Bass Guitar Scales Tabs

If you’re one of the lucky musicians to pick up a bass guitar, then you’re in for one hell of a ride. Every band needs a bass player, and if you can keep a steady and slick rhythm going, you’re going to be in high demand. The Bass guitar isn’t as well-known as a regular guitar, but it can be as versatile, and is played across many genres. It’s certainly just as necessary, because what is a song without rhythm?

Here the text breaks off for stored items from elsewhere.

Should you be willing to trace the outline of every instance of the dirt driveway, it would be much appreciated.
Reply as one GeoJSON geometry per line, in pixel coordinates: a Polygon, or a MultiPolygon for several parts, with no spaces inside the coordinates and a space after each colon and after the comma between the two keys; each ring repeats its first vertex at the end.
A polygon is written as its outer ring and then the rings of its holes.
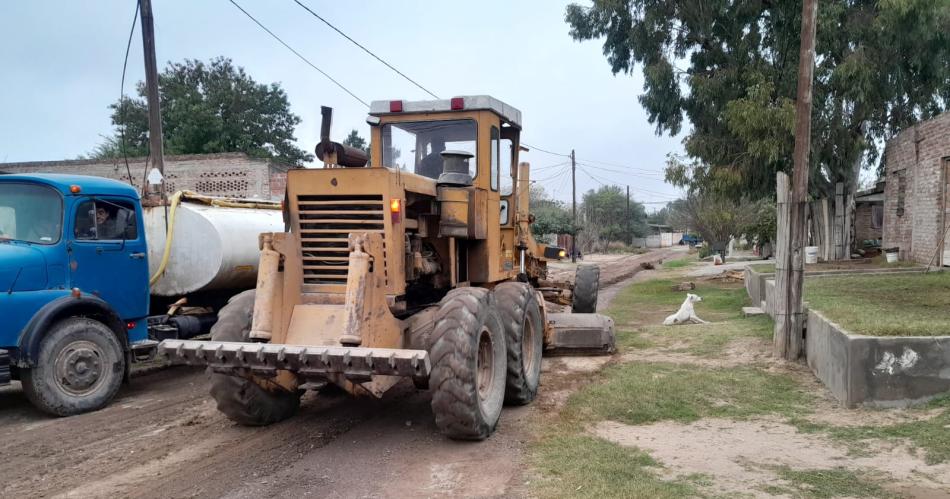
{"type": "MultiPolygon", "coordinates": [[[[627,277],[641,262],[672,254],[597,263],[605,276],[627,277]]],[[[602,301],[619,286],[602,290],[602,301]]],[[[540,400],[506,408],[498,432],[478,443],[442,437],[428,392],[411,383],[382,400],[308,393],[296,417],[266,428],[222,416],[204,372],[193,368],[137,376],[106,409],[62,419],[7,387],[0,497],[520,496],[531,425],[586,364],[572,371],[563,359],[547,362],[540,400]]]]}

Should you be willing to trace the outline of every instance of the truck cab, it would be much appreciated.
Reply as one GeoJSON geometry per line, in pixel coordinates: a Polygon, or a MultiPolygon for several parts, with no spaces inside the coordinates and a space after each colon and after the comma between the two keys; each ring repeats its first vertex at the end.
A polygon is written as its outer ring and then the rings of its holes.
{"type": "Polygon", "coordinates": [[[81,175],[0,175],[0,384],[66,416],[98,409],[148,340],[138,193],[81,175]]]}

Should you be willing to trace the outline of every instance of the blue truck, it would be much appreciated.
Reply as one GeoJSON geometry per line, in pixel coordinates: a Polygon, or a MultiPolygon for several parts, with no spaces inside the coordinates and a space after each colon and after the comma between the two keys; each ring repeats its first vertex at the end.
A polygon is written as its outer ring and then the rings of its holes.
{"type": "Polygon", "coordinates": [[[131,186],[0,175],[0,385],[61,416],[108,403],[156,344],[147,254],[131,186]]]}
{"type": "MultiPolygon", "coordinates": [[[[228,210],[203,209],[218,210],[218,217],[228,210]]],[[[192,208],[182,210],[195,219],[192,208]]],[[[254,210],[234,210],[238,213],[231,216],[241,220],[260,218],[254,210]]],[[[201,226],[190,234],[206,248],[223,246],[231,253],[217,259],[220,272],[215,258],[197,265],[212,268],[207,279],[224,273],[226,282],[218,279],[213,290],[197,284],[189,288],[195,293],[150,294],[155,288],[146,236],[161,243],[174,229],[166,225],[165,213],[165,206],[143,209],[138,192],[116,180],[0,174],[0,386],[19,380],[34,405],[57,416],[99,409],[129,379],[134,362],[154,356],[159,341],[206,333],[217,320],[215,310],[253,286],[258,228],[246,224],[245,231],[235,232],[232,227],[230,244],[212,245],[214,228],[201,226]],[[156,228],[160,233],[152,232],[156,228]],[[243,260],[235,259],[235,252],[243,260]],[[183,296],[190,300],[188,307],[181,305],[183,296]]],[[[279,220],[279,211],[267,217],[279,220]]],[[[188,232],[187,224],[179,227],[188,232]]],[[[167,256],[164,244],[155,248],[157,254],[163,247],[167,256]]],[[[208,249],[202,255],[209,253],[214,254],[208,249]]],[[[170,265],[178,269],[177,277],[164,270],[158,276],[180,283],[181,273],[198,273],[186,265],[194,265],[194,257],[181,251],[177,265],[170,265]]],[[[156,264],[168,261],[155,259],[156,264]]]]}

To build up your skills as a bass guitarist, you should study and practice a few things, one of them being your scales. Any scale you can play on guitar can be played on the bass, so don’t think that just because you have less strings, you can skip out on learning scales. Scales are important to any musician, regardless of the instrument (maybe percussive players can get away with it though).

The reason scales are so important is that they show the relationships between different notes, and you can easily see which notes sound good with others. They are the foundation of songs and musical pieces, and they’re useful for communicating a ton of information with other musicians. You can put a bunch of musicians together in one room, who have never met before and don’t play the same style, and tell them to improvise a certain key, and they can pull it off. But to be like that, you’ll need to build your foundation first, and the best place to start is with scales.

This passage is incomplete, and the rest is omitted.